Not many drugs increase slow-wave sleep.  Slow-wave sleep is important, although frankly, its exact significance is still being investigated.  We know that it plays a role in the consolidation of memory, for example.  We also know that persons with fibromyalgia tend to have too little slow wave sleep.  Sodium oxybate (Xyrem) has been shown to increase slow wave sleep and reduce pain in fibromyalgia patients.  Xyrem has a high potential for abuse, so it can be prescribed only under a special program.  Gaboxadol probably will have a much lower potential for abuse.  If it also helps fibromyalgia patients, that would be an important advance. 

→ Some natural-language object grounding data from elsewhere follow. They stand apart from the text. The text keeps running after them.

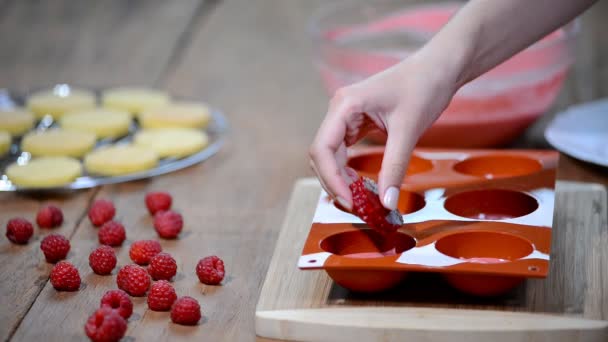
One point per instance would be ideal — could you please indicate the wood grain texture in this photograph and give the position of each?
(575, 284)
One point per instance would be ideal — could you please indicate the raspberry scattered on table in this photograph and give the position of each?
(161, 296)
(65, 277)
(102, 260)
(368, 207)
(168, 224)
(143, 250)
(101, 212)
(112, 233)
(162, 266)
(19, 230)
(55, 247)
(158, 201)
(186, 311)
(49, 217)
(134, 280)
(105, 325)
(118, 300)
(210, 270)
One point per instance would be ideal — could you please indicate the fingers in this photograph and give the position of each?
(399, 146)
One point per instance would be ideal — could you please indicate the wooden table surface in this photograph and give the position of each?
(251, 60)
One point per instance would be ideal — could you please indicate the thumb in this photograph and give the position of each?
(399, 146)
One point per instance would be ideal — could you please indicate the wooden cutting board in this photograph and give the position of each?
(570, 305)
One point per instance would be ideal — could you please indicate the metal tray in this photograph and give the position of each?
(216, 131)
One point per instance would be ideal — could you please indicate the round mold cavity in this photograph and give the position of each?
(491, 204)
(409, 202)
(372, 162)
(497, 166)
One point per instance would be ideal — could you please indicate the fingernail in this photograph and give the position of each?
(343, 203)
(391, 196)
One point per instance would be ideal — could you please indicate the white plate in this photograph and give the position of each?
(582, 132)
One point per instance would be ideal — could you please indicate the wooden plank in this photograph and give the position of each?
(574, 286)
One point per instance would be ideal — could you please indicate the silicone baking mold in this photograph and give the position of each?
(481, 218)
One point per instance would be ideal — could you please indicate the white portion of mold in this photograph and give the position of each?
(313, 260)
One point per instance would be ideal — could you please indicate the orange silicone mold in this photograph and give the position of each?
(482, 218)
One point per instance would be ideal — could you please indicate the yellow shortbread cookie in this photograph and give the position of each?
(45, 172)
(134, 99)
(59, 100)
(184, 114)
(16, 121)
(58, 142)
(5, 142)
(105, 123)
(172, 142)
(120, 160)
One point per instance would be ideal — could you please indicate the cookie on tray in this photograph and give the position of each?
(119, 160)
(60, 100)
(182, 114)
(45, 172)
(58, 142)
(16, 121)
(134, 99)
(104, 123)
(172, 142)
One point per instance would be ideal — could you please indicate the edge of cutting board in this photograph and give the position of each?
(295, 314)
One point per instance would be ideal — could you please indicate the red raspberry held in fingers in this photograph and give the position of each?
(161, 296)
(134, 280)
(49, 217)
(186, 311)
(158, 201)
(112, 233)
(168, 224)
(367, 206)
(102, 260)
(19, 230)
(143, 250)
(65, 277)
(162, 266)
(55, 247)
(101, 212)
(210, 270)
(105, 325)
(118, 300)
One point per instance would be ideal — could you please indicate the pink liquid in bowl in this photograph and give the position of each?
(489, 111)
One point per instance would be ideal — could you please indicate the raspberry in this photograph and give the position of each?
(112, 233)
(210, 270)
(143, 250)
(105, 325)
(19, 230)
(186, 311)
(158, 201)
(367, 206)
(102, 260)
(134, 280)
(162, 266)
(55, 247)
(161, 296)
(65, 277)
(118, 300)
(101, 212)
(49, 217)
(168, 224)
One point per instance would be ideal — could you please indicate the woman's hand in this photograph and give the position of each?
(402, 101)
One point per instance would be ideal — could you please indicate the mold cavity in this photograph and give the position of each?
(492, 204)
(409, 202)
(484, 247)
(367, 243)
(495, 166)
(371, 163)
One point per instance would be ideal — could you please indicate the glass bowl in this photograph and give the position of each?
(355, 40)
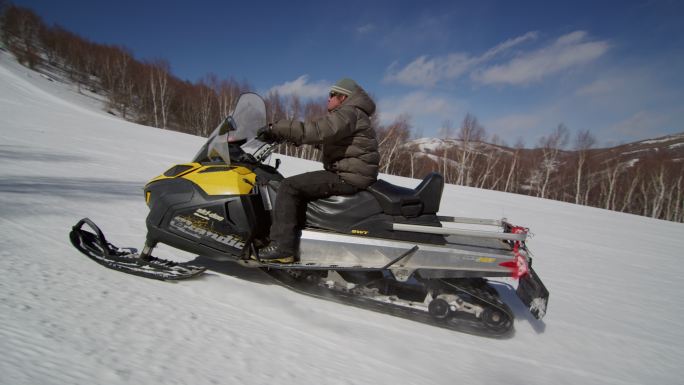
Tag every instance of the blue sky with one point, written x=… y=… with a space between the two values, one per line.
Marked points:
x=521 y=67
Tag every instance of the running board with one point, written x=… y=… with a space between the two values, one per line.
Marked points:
x=463 y=232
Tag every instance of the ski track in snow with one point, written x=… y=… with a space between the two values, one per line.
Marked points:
x=615 y=280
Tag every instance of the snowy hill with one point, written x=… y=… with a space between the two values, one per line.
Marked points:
x=615 y=280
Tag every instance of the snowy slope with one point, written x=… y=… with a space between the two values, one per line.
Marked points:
x=615 y=280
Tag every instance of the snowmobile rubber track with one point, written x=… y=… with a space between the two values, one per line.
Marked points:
x=460 y=323
x=96 y=247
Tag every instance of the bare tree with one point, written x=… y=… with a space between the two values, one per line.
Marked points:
x=583 y=142
x=551 y=146
x=510 y=180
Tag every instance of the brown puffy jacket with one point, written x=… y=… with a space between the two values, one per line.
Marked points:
x=346 y=138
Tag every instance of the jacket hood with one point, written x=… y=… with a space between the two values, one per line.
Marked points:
x=360 y=99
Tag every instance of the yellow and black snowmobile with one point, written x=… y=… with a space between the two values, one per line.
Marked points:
x=385 y=247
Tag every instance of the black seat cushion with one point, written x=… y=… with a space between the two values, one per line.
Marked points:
x=402 y=201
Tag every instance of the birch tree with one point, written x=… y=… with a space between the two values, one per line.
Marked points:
x=583 y=143
x=551 y=146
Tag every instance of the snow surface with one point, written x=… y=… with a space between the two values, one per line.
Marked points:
x=615 y=310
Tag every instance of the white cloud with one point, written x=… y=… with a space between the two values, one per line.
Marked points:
x=302 y=88
x=426 y=71
x=419 y=105
x=641 y=124
x=516 y=124
x=364 y=29
x=567 y=51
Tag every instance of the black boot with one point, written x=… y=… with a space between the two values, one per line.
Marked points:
x=273 y=253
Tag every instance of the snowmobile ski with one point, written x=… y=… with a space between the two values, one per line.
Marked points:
x=453 y=311
x=95 y=246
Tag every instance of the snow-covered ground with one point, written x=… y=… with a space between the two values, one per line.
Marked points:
x=616 y=280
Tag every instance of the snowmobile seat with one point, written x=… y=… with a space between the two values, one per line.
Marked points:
x=402 y=201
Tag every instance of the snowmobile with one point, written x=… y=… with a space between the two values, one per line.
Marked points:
x=385 y=247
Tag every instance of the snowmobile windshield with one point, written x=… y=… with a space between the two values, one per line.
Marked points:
x=236 y=133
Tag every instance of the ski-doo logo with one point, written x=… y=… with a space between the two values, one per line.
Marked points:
x=186 y=226
x=206 y=214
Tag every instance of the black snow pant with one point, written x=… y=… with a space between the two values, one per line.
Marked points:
x=293 y=195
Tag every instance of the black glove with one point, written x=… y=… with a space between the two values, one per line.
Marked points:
x=246 y=158
x=265 y=134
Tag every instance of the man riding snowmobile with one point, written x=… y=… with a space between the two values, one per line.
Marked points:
x=350 y=159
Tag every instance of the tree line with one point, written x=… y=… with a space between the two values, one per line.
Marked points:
x=148 y=93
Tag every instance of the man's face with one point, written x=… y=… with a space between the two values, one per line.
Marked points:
x=334 y=100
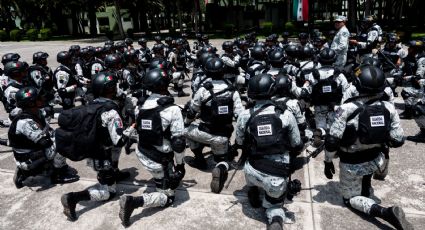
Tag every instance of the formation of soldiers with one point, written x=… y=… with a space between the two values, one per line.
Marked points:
x=279 y=98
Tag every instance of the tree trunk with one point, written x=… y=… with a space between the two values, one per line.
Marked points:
x=352 y=13
x=92 y=17
x=368 y=7
x=118 y=18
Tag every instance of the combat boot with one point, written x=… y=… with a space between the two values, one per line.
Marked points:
x=4 y=142
x=418 y=138
x=127 y=206
x=121 y=175
x=69 y=202
x=19 y=177
x=63 y=176
x=199 y=161
x=254 y=197
x=393 y=215
x=181 y=93
x=219 y=176
x=276 y=224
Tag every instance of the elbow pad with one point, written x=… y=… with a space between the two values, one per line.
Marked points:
x=178 y=144
x=395 y=144
x=332 y=143
x=45 y=142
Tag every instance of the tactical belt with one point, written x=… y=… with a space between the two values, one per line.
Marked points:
x=270 y=167
x=155 y=155
x=359 y=157
x=24 y=157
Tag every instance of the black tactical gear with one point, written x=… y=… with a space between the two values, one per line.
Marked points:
x=103 y=83
x=10 y=57
x=261 y=86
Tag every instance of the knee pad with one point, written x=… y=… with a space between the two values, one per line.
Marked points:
x=273 y=200
x=106 y=177
x=347 y=202
x=405 y=95
x=366 y=185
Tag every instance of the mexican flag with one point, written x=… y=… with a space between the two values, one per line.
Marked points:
x=300 y=10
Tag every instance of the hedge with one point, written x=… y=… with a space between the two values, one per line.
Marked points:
x=32 y=34
x=15 y=35
x=45 y=34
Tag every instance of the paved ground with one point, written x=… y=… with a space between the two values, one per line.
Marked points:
x=319 y=206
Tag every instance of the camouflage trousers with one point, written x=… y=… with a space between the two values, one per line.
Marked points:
x=160 y=197
x=351 y=177
x=273 y=186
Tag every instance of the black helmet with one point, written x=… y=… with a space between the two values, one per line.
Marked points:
x=99 y=50
x=63 y=57
x=120 y=44
x=10 y=57
x=372 y=61
x=103 y=83
x=208 y=49
x=157 y=38
x=131 y=55
x=292 y=50
x=109 y=42
x=258 y=52
x=227 y=45
x=142 y=41
x=157 y=47
x=179 y=41
x=159 y=63
x=156 y=79
x=39 y=56
x=14 y=67
x=276 y=57
x=260 y=43
x=327 y=56
x=306 y=52
x=302 y=35
x=283 y=85
x=128 y=41
x=26 y=97
x=113 y=60
x=74 y=48
x=369 y=80
x=261 y=86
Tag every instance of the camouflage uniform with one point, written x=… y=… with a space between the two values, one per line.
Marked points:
x=351 y=175
x=340 y=46
x=196 y=137
x=171 y=119
x=111 y=120
x=274 y=187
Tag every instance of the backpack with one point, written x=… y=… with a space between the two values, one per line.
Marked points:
x=221 y=109
x=374 y=125
x=266 y=135
x=77 y=135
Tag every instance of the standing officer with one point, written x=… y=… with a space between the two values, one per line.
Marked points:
x=340 y=41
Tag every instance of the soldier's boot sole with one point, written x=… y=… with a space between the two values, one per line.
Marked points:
x=397 y=218
x=69 y=206
x=219 y=176
x=126 y=209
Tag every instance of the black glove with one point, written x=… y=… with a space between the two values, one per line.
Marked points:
x=180 y=168
x=329 y=169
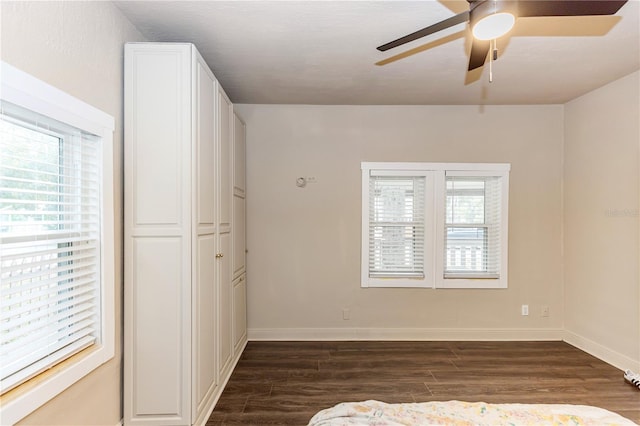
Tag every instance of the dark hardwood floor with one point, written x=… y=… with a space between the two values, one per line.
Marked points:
x=286 y=383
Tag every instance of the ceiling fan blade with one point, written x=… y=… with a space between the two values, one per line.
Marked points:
x=449 y=22
x=479 y=50
x=530 y=8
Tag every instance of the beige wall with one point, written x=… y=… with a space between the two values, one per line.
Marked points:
x=304 y=244
x=602 y=134
x=78 y=47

Some persons are interested in the pharmaceutical pipeline, so they can rush out and buy stock in companies that are likely to introduce a successful new drug.  Personally, I don't care about that.  I wouldn't buy stock on that basis, because it would be a conflict of interest: it could affect my prescribing pattern, which would not be right.  Rather, the reason I am interesting in drug development is that it can potentially teach us about how the brain works.  Gaboxadol acts on nonsynaptic receptors, and increases slow-wave sleep.  Understanding the role of nonsynaptic receptors could lead to a much greater understanding of the functional organization of the brain.  Understanding the relationship between sleep patterns and disease could help us understand, not only the brain, but the fundamentals of how various body systems interact in health and disease:

Sleep, cytokines and immune function
Sleep Med Rev. 1999 Sep;3(3):219-28
Dickstein JB, Moldofsky H.

Bi-directional communication pathways exist between the brain and the cytokine-immune-endocrine systems. The hypothalamic-pituitary axis, the efferent neuronal hypothalamus-autonomic nervous system axis, and the direct drainage of macromolecules from the brain into the blood and the lymphatic system provide a network by which the sleeping/waking brain influence bodily functions. Similarly, changes in cytokine levels in the periphery modulate the central nervous system either directly or via the vagal nerve and influence the sleeping/waking brain. In humans, circadian nocturnal sleep-daytime wakefulness is associated with changes in peripheral cytokines, cellular immune functions, and endocrines. Progesterone levels influence sleep and cellular immune functions during the menstrual cycle. The interaction between the circadian sleeping/waking brain and the cytokine-immune-endocrine system are integral to preserving homeostasis. Disorganization or loss of sleep disrupts the harmonious integration of the circadian cytokine-immune-endocrine system. However, the mechanisms of circadian sleep/wakefulness-related cytokine-immune-endocrine functions in host defence against disease remain to be determined.

"The mechanisms remain to be determined."  We hear that a lot.  I am hopeful, though, that the interplay between basic science research, and applied research by pharmaceutical companies, will lead to: "Now we finally understand the mechanism."